No fim do ano litúrgico lêem-se, na 2ª leitura, as cartas escatológicas de Paulo: 1 Ts (ano A) e 2Ts (ano C). Hoje inicia a leitura da 2Ts. Na 1 Ts, Paulo acentuou a seriedade da perspectiva escatológica: devemos estar prontos para o Dia do Senhor, vivendo como de dia, ocupados com as obras justas que Deus nos confiou, sobretudo, o serviço fraterno. Na 2Ts, critica os que exageram a perspectiva da Parusia; os fanáticos, que, sob o pretexto da proximidade da Parusia, já não fazem nada… Usurpam o nome de Paulo para espalhar suas opiniões. Portanto, diz Paulo: desconfiai de tais notícias. A proximidade da vinda não dispensa o bom senso! Se “a causa de Deus é a causa do homem”, a proximidade de Deus, em vez de nos desestimular da construção de um mundo mais humano, deve ser mais um incentivo para fazer com que Deus, quando vier, encontre uma casa que o possa acolher como Pai de todos os seus filhos. Mesmo se sabemos que, em última análise, ele mesmo construirá nossa casa! Pois isso não nos dispensa de lhe oferecer hospitalidade, transformando o mundo numa digna moradia para os nossos irmãos, representantes em nosso dia-a-dia. Isso é “a graça de lhe servir como convém” (oração do dia).
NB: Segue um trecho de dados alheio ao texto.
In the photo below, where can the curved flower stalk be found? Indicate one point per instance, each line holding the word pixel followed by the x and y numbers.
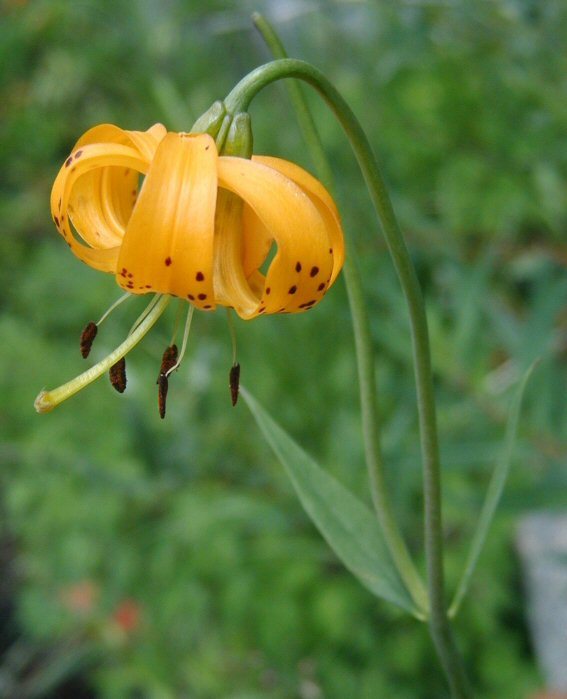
pixel 168 215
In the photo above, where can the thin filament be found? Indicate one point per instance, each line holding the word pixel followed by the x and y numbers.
pixel 143 315
pixel 232 332
pixel 47 400
pixel 180 308
pixel 184 342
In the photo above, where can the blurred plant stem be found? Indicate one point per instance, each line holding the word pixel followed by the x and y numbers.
pixel 364 353
pixel 239 100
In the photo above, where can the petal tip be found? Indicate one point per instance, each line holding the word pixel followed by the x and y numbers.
pixel 43 403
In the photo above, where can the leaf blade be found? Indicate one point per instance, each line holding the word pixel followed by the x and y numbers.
pixel 347 524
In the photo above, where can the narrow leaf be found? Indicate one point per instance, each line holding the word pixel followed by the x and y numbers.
pixel 347 524
pixel 494 492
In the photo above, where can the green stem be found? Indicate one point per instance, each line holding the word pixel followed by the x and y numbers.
pixel 239 100
pixel 364 353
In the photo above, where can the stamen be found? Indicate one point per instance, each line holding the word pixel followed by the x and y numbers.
pixel 163 385
pixel 234 383
pixel 184 341
pixel 91 329
pixel 234 376
pixel 117 374
pixel 168 359
pixel 47 400
pixel 87 338
pixel 180 309
pixel 167 362
pixel 232 331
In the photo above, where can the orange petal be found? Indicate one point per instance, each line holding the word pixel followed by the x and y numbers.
pixel 101 252
pixel 168 244
pixel 299 274
pixel 322 200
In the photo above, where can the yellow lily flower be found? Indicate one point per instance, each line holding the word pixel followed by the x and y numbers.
pixel 169 216
pixel 184 234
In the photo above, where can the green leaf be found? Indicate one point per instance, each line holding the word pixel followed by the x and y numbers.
pixel 494 493
pixel 348 525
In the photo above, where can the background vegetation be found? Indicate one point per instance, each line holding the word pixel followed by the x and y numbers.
pixel 143 558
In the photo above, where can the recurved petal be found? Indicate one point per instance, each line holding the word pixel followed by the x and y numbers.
pixel 91 216
pixel 168 244
pixel 145 142
pixel 299 274
pixel 322 200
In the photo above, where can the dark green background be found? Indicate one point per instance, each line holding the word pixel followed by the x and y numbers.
pixel 191 519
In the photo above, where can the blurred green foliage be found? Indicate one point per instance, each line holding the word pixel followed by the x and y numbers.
pixel 172 559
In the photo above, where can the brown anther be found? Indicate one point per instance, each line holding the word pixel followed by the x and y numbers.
pixel 117 375
pixel 87 338
pixel 168 359
pixel 163 385
pixel 234 382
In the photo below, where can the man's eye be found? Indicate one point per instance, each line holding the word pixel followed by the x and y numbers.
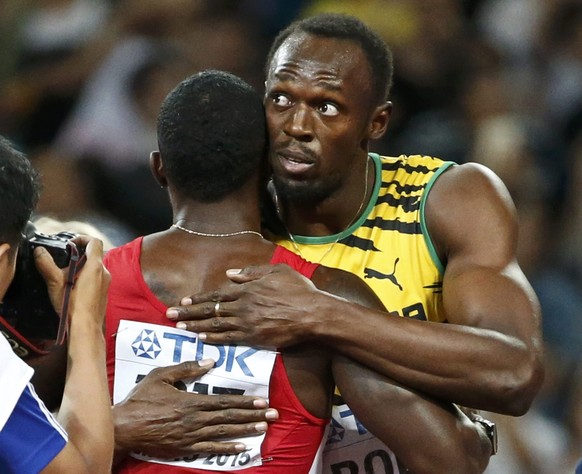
pixel 281 100
pixel 329 109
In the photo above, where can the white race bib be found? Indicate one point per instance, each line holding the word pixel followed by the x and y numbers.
pixel 351 449
pixel 141 347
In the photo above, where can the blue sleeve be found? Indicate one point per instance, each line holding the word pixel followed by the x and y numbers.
pixel 31 437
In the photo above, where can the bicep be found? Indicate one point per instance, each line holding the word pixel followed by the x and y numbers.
pixel 473 223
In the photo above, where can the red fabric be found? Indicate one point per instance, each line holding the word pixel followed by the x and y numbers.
pixel 291 441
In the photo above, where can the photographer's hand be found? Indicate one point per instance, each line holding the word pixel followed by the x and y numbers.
pixel 85 411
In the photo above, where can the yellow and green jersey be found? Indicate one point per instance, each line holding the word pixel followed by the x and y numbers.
pixel 388 246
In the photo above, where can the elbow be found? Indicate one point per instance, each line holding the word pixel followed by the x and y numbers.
pixel 467 451
pixel 522 389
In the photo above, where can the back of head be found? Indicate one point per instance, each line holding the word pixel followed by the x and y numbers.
pixel 341 26
pixel 211 135
pixel 19 192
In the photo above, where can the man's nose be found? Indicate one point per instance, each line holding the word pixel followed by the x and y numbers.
pixel 299 123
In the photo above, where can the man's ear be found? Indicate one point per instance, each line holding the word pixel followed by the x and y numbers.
pixel 5 251
pixel 7 267
pixel 380 120
pixel 157 168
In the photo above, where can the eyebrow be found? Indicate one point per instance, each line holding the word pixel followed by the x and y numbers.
pixel 327 83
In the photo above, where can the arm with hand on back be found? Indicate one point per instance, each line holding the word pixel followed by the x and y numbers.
pixel 488 356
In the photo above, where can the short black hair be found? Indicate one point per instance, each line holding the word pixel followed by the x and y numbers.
pixel 212 134
pixel 19 192
pixel 342 26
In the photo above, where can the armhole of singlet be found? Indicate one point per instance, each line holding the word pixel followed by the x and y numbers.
pixel 287 388
pixel 428 240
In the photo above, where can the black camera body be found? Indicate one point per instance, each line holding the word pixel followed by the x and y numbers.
pixel 26 306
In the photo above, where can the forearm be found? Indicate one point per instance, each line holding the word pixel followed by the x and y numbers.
pixel 49 376
pixel 473 367
pixel 426 435
pixel 85 410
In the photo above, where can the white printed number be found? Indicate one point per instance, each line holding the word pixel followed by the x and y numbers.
pixel 238 459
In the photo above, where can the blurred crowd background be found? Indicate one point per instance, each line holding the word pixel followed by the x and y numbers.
pixel 493 81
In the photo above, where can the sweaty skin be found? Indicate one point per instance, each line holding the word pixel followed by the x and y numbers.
pixel 489 355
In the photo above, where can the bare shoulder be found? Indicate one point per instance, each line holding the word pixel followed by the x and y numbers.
pixel 470 212
pixel 345 285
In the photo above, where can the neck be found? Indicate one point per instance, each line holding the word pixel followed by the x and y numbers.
pixel 333 214
pixel 229 215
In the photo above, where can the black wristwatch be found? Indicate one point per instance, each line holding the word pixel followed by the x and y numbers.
pixel 490 430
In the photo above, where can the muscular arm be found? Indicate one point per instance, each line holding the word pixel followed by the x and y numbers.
pixel 488 356
pixel 426 435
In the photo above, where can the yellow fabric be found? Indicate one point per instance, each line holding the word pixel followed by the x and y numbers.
pixel 388 246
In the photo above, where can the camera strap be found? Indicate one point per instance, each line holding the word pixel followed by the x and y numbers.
pixel 75 264
pixel 21 346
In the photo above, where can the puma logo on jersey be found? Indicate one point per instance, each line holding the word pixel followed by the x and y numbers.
pixel 371 273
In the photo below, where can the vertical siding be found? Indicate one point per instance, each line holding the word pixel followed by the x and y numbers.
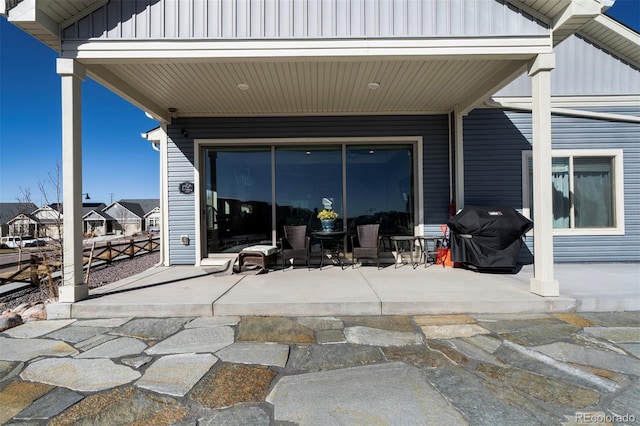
pixel 494 141
pixel 256 19
pixel 433 129
pixel 606 74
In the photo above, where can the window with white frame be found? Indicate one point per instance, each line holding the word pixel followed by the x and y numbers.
pixel 587 185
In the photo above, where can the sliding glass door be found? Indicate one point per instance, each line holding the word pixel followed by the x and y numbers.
pixel 237 198
pixel 380 187
pixel 367 183
pixel 304 176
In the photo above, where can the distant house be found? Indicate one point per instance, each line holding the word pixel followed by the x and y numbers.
pixel 96 222
pixel 9 212
pixel 134 215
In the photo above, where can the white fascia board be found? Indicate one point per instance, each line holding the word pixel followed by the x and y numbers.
pixel 575 101
pixel 498 81
pixel 577 10
pixel 124 51
pixel 126 91
pixel 28 11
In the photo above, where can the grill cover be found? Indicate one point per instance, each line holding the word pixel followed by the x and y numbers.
pixel 488 237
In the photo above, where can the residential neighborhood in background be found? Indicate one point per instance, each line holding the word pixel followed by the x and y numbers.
pixel 124 217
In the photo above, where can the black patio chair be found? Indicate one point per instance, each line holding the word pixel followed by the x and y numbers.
pixel 368 243
pixel 295 244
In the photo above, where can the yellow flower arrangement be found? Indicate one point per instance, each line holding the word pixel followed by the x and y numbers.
pixel 327 215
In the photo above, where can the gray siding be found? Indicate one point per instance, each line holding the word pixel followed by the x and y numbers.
pixel 433 129
pixel 271 19
pixel 583 69
pixel 494 141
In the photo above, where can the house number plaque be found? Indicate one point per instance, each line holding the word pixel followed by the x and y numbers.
pixel 186 188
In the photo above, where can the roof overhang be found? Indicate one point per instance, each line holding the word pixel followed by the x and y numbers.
pixel 199 78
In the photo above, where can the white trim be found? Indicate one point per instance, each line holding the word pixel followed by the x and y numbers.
pixel 573 101
pixel 130 51
pixel 618 184
pixel 568 112
pixel 198 144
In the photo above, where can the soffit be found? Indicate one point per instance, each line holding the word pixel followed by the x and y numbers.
pixel 311 87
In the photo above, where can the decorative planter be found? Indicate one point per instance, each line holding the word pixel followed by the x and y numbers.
pixel 327 224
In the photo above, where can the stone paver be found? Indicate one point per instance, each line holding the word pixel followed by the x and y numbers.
pixel 151 328
pixel 452 331
pixel 27 349
pixel 615 334
pixel 588 356
pixel 392 393
pixel 520 369
pixel 176 374
pixel 17 396
pixel 255 353
pixel 233 384
pixel 115 348
pixel 51 404
pixel 33 329
pixel 377 337
pixel 194 340
pixel 84 375
pixel 124 406
pixel 241 414
pixel 325 357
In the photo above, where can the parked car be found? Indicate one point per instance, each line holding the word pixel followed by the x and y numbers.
pixel 12 241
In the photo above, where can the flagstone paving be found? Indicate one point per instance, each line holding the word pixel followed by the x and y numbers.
pixel 487 369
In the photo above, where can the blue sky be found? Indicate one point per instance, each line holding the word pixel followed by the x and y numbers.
pixel 117 162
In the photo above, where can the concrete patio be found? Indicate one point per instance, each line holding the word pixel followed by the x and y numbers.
pixel 182 291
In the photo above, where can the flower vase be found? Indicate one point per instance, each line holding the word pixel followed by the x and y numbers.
pixel 327 225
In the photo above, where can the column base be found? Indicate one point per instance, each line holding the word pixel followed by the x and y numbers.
pixel 546 288
pixel 73 293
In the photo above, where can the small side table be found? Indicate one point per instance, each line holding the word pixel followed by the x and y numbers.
pixel 427 251
pixel 261 256
pixel 331 243
pixel 403 244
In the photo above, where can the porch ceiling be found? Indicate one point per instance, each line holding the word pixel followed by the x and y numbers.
pixel 304 87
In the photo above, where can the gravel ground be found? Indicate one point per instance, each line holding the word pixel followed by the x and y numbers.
pixel 99 276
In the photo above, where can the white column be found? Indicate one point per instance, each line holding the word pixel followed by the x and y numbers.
pixel 72 75
pixel 459 169
pixel 542 282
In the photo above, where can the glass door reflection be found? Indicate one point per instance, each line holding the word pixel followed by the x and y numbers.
pixel 380 188
pixel 304 176
pixel 237 198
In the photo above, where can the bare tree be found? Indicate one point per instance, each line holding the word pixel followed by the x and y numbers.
pixel 53 228
pixel 22 226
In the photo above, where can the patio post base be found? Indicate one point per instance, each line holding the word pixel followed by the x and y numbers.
pixel 73 293
pixel 546 288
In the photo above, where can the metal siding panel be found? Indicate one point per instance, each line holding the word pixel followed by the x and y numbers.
pixel 494 140
pixel 605 74
pixel 257 19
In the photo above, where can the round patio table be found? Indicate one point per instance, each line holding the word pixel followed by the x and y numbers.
pixel 332 244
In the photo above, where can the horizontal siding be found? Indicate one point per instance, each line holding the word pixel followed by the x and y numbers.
pixel 494 140
pixel 583 69
pixel 433 129
pixel 181 206
pixel 272 19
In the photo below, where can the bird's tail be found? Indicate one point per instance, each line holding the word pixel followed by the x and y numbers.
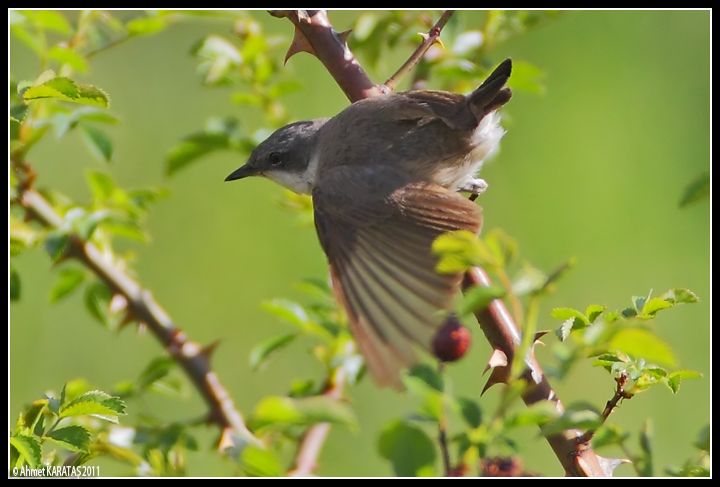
pixel 492 93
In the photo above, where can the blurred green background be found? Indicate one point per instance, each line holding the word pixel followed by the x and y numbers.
pixel 593 169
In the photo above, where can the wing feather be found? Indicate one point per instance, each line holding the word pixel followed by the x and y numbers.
pixel 377 229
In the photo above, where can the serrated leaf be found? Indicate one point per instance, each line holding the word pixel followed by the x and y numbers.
pixel 259 462
pixel 29 449
pixel 101 185
pixel 74 438
pixel 98 142
pixel 652 306
pixel 65 55
pixel 408 448
pixel 675 378
pixel 97 301
pixel 641 343
pixel 681 296
pixel 458 251
pixel 262 351
pixel 67 281
pixel 697 190
pixel 527 77
pixel 65 89
pixel 593 311
pixel 94 403
pixel 15 286
pixel 537 414
pixel 470 411
pixel 277 410
pixel 703 440
pixel 150 24
pixel 478 298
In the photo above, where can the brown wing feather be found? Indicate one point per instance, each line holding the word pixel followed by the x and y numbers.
pixel 377 229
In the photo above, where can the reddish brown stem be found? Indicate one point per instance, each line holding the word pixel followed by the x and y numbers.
pixel 333 52
pixel 193 358
pixel 314 438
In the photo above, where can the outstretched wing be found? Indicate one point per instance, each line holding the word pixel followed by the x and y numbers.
pixel 377 228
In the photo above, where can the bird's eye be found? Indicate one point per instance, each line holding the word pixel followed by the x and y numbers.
pixel 275 159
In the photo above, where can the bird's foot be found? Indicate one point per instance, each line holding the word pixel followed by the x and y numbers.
pixel 474 186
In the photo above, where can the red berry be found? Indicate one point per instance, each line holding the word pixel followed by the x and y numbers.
pixel 451 341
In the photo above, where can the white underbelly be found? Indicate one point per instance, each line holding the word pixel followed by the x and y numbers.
pixel 486 141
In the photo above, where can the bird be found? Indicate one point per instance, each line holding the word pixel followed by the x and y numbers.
pixel 385 176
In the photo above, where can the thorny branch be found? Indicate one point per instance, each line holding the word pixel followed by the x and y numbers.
pixel 577 457
pixel 192 357
pixel 610 406
pixel 429 39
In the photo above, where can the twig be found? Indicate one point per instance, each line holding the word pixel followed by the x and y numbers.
pixel 610 406
pixel 314 438
pixel 495 321
pixel 497 325
pixel 429 39
pixel 142 307
pixel 330 48
pixel 442 433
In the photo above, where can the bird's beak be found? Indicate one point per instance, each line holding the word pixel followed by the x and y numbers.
pixel 242 172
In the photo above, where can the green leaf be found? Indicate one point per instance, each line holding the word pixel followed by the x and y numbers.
pixel 94 403
pixel 697 190
pixel 259 462
pixel 703 440
pixel 55 244
pixel 261 352
pixel 470 411
pixel 65 55
pixel 146 25
pixel 74 438
pixel 582 420
pixel 681 296
pixel 408 448
pixel 593 311
pixel 98 142
pixel 675 378
pixel 277 410
pixel 67 281
pixel 364 26
pixel 527 77
pixel 97 301
pixel 65 89
pixel 29 449
pixel 537 414
pixel 294 314
pixel 192 148
pixel 644 461
pixel 478 298
pixel 101 185
pixel 641 343
pixel 652 306
pixel 572 320
pixel 15 286
pixel 458 251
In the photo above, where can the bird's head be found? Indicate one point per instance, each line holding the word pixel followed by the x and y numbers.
pixel 285 157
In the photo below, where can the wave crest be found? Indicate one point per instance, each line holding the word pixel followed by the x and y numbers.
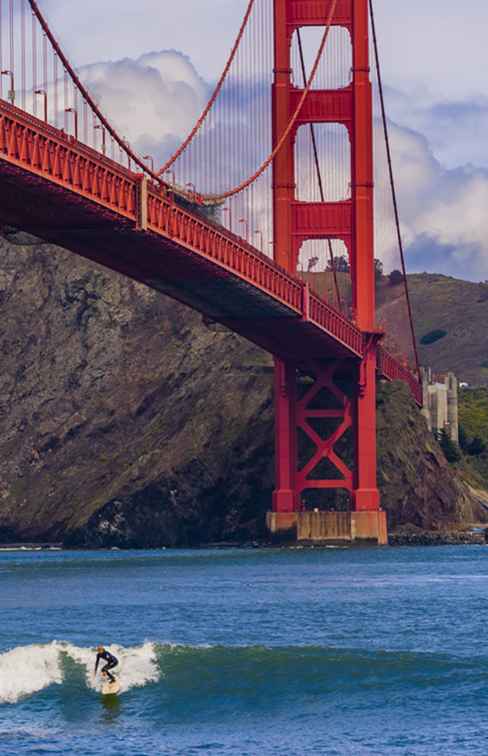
pixel 30 669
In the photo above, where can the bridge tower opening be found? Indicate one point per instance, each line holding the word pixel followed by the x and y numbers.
pixel 330 396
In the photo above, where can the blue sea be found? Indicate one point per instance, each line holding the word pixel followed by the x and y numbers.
pixel 325 651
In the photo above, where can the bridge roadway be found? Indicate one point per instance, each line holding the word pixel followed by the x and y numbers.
pixel 70 195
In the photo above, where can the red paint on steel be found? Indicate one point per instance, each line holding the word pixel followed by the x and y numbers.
pixel 351 221
pixel 38 149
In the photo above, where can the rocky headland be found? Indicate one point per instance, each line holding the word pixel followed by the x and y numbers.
pixel 126 421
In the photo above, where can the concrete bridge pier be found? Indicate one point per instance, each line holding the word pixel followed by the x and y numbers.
pixel 335 528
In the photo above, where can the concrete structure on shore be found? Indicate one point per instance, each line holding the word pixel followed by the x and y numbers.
pixel 440 398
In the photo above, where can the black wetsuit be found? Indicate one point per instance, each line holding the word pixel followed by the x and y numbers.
pixel 112 662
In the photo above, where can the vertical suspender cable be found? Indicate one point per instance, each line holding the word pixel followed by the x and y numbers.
pixel 392 183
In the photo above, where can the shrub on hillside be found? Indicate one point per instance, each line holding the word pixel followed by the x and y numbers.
pixel 433 336
pixel 450 449
pixel 395 277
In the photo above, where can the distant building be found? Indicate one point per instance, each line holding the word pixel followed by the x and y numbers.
pixel 440 397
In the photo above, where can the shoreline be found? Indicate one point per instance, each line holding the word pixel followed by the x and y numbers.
pixel 405 536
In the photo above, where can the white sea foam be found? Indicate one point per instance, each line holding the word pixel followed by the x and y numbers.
pixel 26 670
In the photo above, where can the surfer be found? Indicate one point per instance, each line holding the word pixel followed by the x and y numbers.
pixel 111 660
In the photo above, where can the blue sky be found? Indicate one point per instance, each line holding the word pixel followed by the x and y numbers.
pixel 434 62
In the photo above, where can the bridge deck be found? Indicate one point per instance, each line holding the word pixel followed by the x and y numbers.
pixel 70 195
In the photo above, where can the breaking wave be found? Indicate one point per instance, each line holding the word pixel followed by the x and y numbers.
pixel 202 675
pixel 30 669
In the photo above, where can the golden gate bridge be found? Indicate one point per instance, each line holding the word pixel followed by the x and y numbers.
pixel 276 178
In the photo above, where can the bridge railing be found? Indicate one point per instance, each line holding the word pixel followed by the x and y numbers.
pixel 336 324
pixel 167 217
pixel 49 152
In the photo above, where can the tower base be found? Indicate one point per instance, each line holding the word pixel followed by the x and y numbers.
pixel 329 527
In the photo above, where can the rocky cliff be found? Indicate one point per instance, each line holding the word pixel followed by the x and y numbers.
pixel 124 420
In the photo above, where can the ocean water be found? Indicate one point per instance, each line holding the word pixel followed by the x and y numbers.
pixel 334 651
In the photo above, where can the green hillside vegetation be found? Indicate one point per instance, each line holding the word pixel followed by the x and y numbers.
pixel 473 418
pixel 450 317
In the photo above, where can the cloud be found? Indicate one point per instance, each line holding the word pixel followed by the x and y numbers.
pixel 155 99
pixel 442 208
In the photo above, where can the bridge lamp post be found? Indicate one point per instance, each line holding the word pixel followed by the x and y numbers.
pixel 104 140
pixel 228 209
pixel 43 93
pixel 75 119
pixel 260 233
pixel 11 94
pixel 171 173
pixel 151 161
pixel 246 224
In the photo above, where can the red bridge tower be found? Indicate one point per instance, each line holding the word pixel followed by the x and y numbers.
pixel 330 401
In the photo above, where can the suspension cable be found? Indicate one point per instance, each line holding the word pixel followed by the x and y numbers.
pixel 392 184
pixel 265 165
pixel 319 173
pixel 86 95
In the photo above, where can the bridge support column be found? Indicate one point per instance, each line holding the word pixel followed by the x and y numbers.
pixel 325 432
pixel 366 495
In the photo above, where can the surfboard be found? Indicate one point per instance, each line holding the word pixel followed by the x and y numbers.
pixel 110 688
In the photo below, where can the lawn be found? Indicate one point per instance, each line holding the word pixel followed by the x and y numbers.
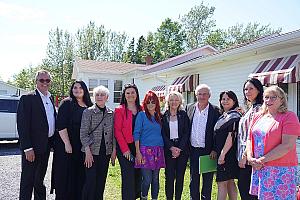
pixel 113 184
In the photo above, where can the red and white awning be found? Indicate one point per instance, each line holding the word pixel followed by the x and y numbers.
pixel 160 90
pixel 185 83
pixel 279 70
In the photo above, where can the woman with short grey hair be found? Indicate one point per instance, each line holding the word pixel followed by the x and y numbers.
pixel 98 143
pixel 176 134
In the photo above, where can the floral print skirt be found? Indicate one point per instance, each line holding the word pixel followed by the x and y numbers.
pixel 152 158
pixel 274 183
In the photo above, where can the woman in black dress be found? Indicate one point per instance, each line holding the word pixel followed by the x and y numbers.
pixel 226 147
pixel 68 160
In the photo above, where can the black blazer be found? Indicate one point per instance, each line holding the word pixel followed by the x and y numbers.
pixel 213 116
pixel 32 123
pixel 183 130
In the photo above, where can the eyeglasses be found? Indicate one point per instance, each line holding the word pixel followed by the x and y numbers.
pixel 44 80
pixel 202 94
pixel 272 98
pixel 150 102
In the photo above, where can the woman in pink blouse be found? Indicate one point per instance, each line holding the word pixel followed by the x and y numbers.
pixel 271 148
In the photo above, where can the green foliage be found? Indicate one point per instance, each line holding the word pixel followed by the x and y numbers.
pixel 239 34
pixel 129 56
pixel 169 40
pixel 141 51
pixel 198 23
pixel 25 78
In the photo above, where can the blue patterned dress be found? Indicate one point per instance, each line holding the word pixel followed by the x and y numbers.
pixel 270 183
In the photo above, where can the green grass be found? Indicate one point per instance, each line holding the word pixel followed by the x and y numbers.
pixel 113 184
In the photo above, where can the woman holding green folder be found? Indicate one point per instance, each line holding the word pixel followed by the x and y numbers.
pixel 225 142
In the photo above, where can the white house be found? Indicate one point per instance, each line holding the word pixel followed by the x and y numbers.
pixel 273 60
pixel 7 89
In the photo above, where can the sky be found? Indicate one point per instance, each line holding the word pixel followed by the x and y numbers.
pixel 25 24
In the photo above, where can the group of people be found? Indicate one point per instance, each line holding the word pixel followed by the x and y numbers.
pixel 256 146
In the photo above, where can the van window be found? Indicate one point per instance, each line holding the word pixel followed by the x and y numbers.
pixel 8 105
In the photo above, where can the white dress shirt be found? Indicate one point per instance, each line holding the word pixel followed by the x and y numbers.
pixel 199 127
pixel 173 129
pixel 49 112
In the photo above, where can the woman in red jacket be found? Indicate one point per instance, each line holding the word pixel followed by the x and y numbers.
pixel 124 122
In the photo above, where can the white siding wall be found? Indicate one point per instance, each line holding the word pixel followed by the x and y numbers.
pixel 110 77
pixel 6 89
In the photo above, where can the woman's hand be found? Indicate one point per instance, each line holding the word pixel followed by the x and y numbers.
pixel 242 162
pixel 68 147
pixel 221 159
pixel 113 157
pixel 175 152
pixel 139 158
pixel 127 154
pixel 88 162
pixel 255 163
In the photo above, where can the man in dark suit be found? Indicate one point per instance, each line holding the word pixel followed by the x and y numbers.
pixel 203 117
pixel 36 125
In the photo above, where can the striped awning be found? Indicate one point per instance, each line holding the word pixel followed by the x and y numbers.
pixel 185 83
pixel 160 90
pixel 279 70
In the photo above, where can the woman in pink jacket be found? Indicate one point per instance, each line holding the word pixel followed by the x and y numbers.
pixel 271 148
pixel 124 122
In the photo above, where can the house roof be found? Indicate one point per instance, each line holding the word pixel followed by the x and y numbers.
pixel 93 66
pixel 180 59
O pecador encontrando-se com Jesus
“Como eu não sei rezar, só queria mostrar meu olhar…” diz o romeiro caipira de Pirapora… O evangelho de hoje nos mostra assim uma pessoa que só quis encontrar, com seu olhar, o olhar de Jesus: Zaqueu, o chefe dos publicanos, aqueles corruptos que, por comissão, cobravam taxas para o imperialismo estrangeiro… Ora, encontrando o seu olhar, Jesus se convida a si mesmo para jantar na casa dele… A vida de Zaqueu se transforma. Converte-se, doa a metade de seus bens, restitui em quádruplo o que extorquiu (a lei romana obrigava a restituir o dobro). Jesus veio para este encontro. Veio procurar o que estava perdido. Foi um grande dia para ele: Deus se revelou maior que o pecado.

Para nós, este evangelho traz muita esperança. Significa que as pessoas não devem ser, sem mais, identificadas com seu pecado, com o sistema injusto no qual estão funcionando, com o imperialismo romano cobrando impostos por comissão ou qualquer outro sistema. Sabemos hoje cientificamente o que sempre se soube intuitivamente: não basta converter as pessoas, é preciso transformar as estruturas. Ora, Jesus mostra que a conversão da pessoa abala também a estrutura iníqua, pois esta teve que largar sua presa! A conversão de um pecador significa que alguém escapou do sistema do mal; é sinal do novo céu e da nova terra que estão por vir.

Em nossas comunidades existem dois perigos opostos, ambos muito prejudiciais. Ou se condena pura e simplesmente os ricaços e burgueses como inúteis para a Igreja dos pobres, ou se coloca todo o peso nos problemas e nas conversões individuais, sem que isso chegue a atingir a realidade social. Cada verdadeira conversão individual, tanto de um pobre como de um ricaço, mexe com as estruturas do mal e torna o Reino de Deus mais próximo.


E o papel da comunidade em tudo isso é: provocar o encontro do pecador com Jesus – ajudar Zaqueu a subir na árvore.